The Original Fractals
Before Mandelbrot really kicked the door open on fractals, there were a few mathematical problems that had been colloquially called "monsters" in the mathematics community. The first is known as the Cantor Set after German mathematician Georg Cantor. It is a line segment in which with each iteration, the middle third of the segment is removed. In standard Euclidean geometry and calculus, the whole line is removed, yet at the same time that can not be true. For example, if the line segment was measured between 0 and 1, no matter how many iterations are carried out, the value 1/4 is never eliminated.
Another early notable fractal is known as the Koch Set or Koch Snowflake. The fractal was made by German Helge von Koch in 1904. In a similar way to the Cantor Set, it presents a mathematical paradox. The snowflake starts as an equilateral triangle. This obviously has a finite perimeter. Each side then has the middle third of it removed and the other two sides of an equilateral triangle are added in. This is repeated infinitely. The paradox is that a clearly enclosed shape as a mathematically infinite perimeter. The first 5 iterations of the snowflake are shown twice in the video to the right.

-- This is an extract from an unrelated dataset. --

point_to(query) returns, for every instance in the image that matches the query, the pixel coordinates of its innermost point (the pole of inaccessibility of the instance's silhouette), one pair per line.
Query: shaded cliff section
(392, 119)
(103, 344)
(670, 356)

The third pre-Mandelbrot fractal is the Julia Set, named after the French mathematician Gaston Julia. While it involves spme complex math that I won't go into, a Julia set is basically a recurring iterated function. It was Julia's work with iterated functions that gave rise to the Mandelbrot set. The Mandelbrot set (seen at the beginning of the article) is a particular kind of Julia set and also the most famous mathematical fractal.
Fractals in Nature
Fractals are found in every corner of nature. They are found in the furthest reaches of the universe and the most minute details of our planet. Many different plants follow a fractal pattern for their growth. This has been found to be incredibly efficient in terms of allowing a relatively small amount of code to carry out incredibly complex and intricate tasks.
It is not just living things that can be represented by fractals. Fractals can be used to describe inorganic activity as well. Due to the geometry of water molecules, when water freezes into a snowflake, it invariable forms in a hexagonal arrangement. This arrangement is then repeated on each of the six arms or points, and so on. Electrical impulses follow a fractal pattern as well. Like the tree in the first illustration, the electrical impulse spreads like a tree, and each branch looks almost exactly like the pulse as a whole.
Another common natural element that is easily represented by fractals are mountains. These natural landscapes can be generated on a computer by relatively simple recursive programs. Most start with a triangle, then split that triangle into more triangles. The depth is adjusted randomly for each triangle, and is then split into more triangles. As the program repeats, the picture of a mountain emerges.
Fractals in the Rainforest-Start at 5:00
3:16-Fractals in Tornadoes
Fractals in Technology
In the 1990s, fractals were recognized for another ability. They could be used to receive multiple band widths of frequency in a very small enclosed space. Before this time, each band would have had to have a special antenna. However, the growing popularity of various features in cell phones made a multiple-antenna option unfeasible. The fractal antenna (one type seen to the right) solves the problem.